Las Vegas Sun

May 8, 2024

Leavitt, member of pioneer Clark County family, dies at 100

Las Vegas residents of the 1950s so trusted dry cleaning delivery man Woodruff "Woody" Leavitt that they gave him duplicates of their house keys so he could get into their homes when they were out and hang the freshly-pressed apparel in their closets.

One of his daughters recalled that Leavitt would go to work at Society Cleaners with as many as 200 house keys hanging from his key ring.

"Daddy was an honest, clean, good man who people really trusted," said Nola Cox, the oldest of Leavitt's six children. "And although he never had much money in his lifetime, he was always there to help someone in need."

Leavitt, a member of the construction crew that built the first road across the Mormon Mesa 80 years ago and one of the oldest living people born in Clark County, died Sunday at a retirement home in St. George, Utah. He was 100.

Services will be 11 a.m. Friday at the Church of Jesus Christ of Latter-day Saints 13th Ward Chapel in St. George. Visitation will be from 10 a.m. to 10:45 a.m. at the chapel. Burial will be at 2 p.m. in the Mesquite City Cemetery.

"Daddy never saw the historic significance of his life -- he even had trouble accepting that he had turned 100," Cox said.

"I'd say to him, 'Daddy, imagine, you are are 100 years old,' and he'd say, 'You're kidding me.' I'd tell him, 'You were born in 1904 and this is 2004,' but he still couldn't make himself accept that he was 100. He was young at heart."

Leavitt may have been the oldest living Clark County-born person at the time of his death.
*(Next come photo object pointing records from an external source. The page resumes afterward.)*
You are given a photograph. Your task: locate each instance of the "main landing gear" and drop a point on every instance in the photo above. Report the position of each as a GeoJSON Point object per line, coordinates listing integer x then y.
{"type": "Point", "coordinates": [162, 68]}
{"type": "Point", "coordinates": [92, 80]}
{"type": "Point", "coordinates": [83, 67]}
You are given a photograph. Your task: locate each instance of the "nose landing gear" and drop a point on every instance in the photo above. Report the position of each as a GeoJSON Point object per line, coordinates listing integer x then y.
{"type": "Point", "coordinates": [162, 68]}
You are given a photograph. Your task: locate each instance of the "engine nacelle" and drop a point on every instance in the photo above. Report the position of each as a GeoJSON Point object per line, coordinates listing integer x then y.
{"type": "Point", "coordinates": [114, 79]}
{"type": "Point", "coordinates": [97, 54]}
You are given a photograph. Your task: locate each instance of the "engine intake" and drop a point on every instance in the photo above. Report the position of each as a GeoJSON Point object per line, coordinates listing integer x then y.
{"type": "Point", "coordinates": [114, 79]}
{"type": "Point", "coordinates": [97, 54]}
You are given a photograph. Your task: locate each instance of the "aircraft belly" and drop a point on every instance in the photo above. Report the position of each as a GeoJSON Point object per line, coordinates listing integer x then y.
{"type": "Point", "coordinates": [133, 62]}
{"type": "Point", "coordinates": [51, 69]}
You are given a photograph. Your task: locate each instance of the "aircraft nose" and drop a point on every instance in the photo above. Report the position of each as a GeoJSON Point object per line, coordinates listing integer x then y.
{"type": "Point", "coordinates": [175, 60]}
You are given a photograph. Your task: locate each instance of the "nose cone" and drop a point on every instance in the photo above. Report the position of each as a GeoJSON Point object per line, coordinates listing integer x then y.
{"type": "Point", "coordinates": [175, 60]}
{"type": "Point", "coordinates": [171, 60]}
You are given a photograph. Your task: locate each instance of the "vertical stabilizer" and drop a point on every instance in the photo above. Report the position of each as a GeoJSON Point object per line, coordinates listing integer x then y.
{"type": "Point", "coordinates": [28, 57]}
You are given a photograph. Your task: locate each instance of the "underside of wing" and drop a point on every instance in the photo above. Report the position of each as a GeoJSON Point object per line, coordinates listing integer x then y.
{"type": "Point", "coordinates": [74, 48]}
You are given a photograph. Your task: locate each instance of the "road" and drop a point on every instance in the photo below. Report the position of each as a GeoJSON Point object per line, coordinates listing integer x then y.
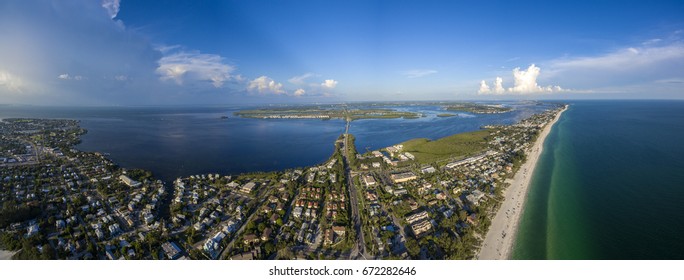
{"type": "Point", "coordinates": [359, 249]}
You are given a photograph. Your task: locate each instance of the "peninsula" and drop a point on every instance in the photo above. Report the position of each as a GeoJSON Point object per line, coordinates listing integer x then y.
{"type": "Point", "coordinates": [500, 237]}
{"type": "Point", "coordinates": [420, 199]}
{"type": "Point", "coordinates": [325, 113]}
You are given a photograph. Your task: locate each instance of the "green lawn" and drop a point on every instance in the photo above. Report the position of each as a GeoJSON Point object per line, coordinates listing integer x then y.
{"type": "Point", "coordinates": [451, 147]}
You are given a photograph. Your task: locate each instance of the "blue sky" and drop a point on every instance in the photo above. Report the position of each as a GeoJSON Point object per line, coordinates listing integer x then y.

He was born March 12, 1904, in Mesquite 14 months before Las Vegas was founded.

The vast majority of Nevada's population in the early 20th century was in the northern portion of the state.

Genealogy records kept by the LDS church show that Leavitt was 6 years old at the time of the 1910 U.S. Census. The LDS Family History Center in Las Vegas says Leavitt at that time lived in Mesquite with his father, Joseph, mother, Luna, and seven siblings.

After graduating from Virgin Valley High School, Leavitt worked for the Dodge Construction Co. in Fallon, driving a horse-drawn earth mover to build roads, including the one at the Mormon Mesa, 60 miles northeast of Las Vegas.

Leavitt came to Las Vegas in 1923, the year he married his first wife, Zelma.

He became a farmer in Mesquite during the Depression and returned to Las Vegas in 1940 as a foreman for the National Ice Co., routing trucks that delivered large blocks of ice for residential ice boxes.

Leavitt worked for Society Cleaners in downtown Las Vegas from the 1950s until his retirement in 1972.

After retiring, Leavitt wrote poetry, went on a Mormon mission to Tennessee and did volunteer work in the Las Vegas and St. George temples until he was 97.

In a March 12 Sun story marking his 100th birthday, Leavitt attributed his longevity to clean living and staying mentally active. He neither smoked nor drank alcohol.

Leavitt's wife of 50 years died in 1973. Three years later, he married the former Rema Freeman, who died last year. Leavitt will be buried in a plot with his first wife, Zelma.

In addition to his daughter, Leavitt is survived by Nola's husband David Cox; three sons, Norman Leavitt and his wife, Jeneal, Howard Leavitt and his wife, Carol, and Darwin Leavitt and his wife, Beverly; another daughter, Ada Ann Brooks; 23 grandchildren; 48 great-grandchildren; and 19 great-great-grandchildren.

He was preceded in death by a daughter, Carma Berkheimer, and one great-great-granddaughter.